Miami Waterkeeper student, Casey Dresbach, recently completed her Honor's thesis with the University of Miami Rosenstiel School of Marine and Atmospheric Science and participated in a poster session where she described her project. Casey used ArcGIS to study Brownfields within Miami-Dade County.
Casey's project, titled: "A Case Study: Prioritizing a Contaminated Brownfield Site within Miami-Dade County in Overtown, FL for Cleanup, Redevelopment, and Remediation," evaluated which brownfield sites in Miami were most susceptible to sea level rise and flooding impacts. She cross-referenced these sites with socioeconomic data to determine community vulnerability to potential toxic contamination and compiled this information into a GIS database. The variables she used included: population density, percentage of people below poverty, percentage of people receiving food stamps, disabled individuals, individuals that have received a bachelor's degree, individuals that have completed high school, employment rates, median income, and environmental hazards.
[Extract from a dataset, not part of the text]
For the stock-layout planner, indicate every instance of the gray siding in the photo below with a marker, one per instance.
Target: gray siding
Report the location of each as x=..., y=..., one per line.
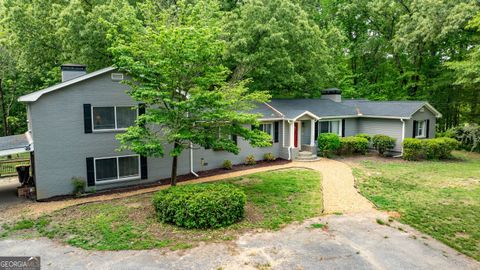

After her analysis, Overtown, FL was selected as a case study location for possible brownfield redevelopment. Casey's ArcGIS analysis showed sea-level rise in combination with socioeconomic variables to determine correlation with the vulnerability of brownfield sites. Casey's study determined that public-private partnerships are essential to brownfield redevelopment, especially in low wealth areas that feel the disparate impacts of climate change.
For her work, Casey received departmental honors and the University of Miami's 2019 Outstanding Marine Affairs Student Award. You can read Casey's full thesis here and take a closer look at her poster here.
Casey's work will support a collaborative effort among Regional Planning Councils and other stakeholders to secure support for South Florida from the EPA's Brownfields Assessment Grant program. Thank you for your great work, Casey!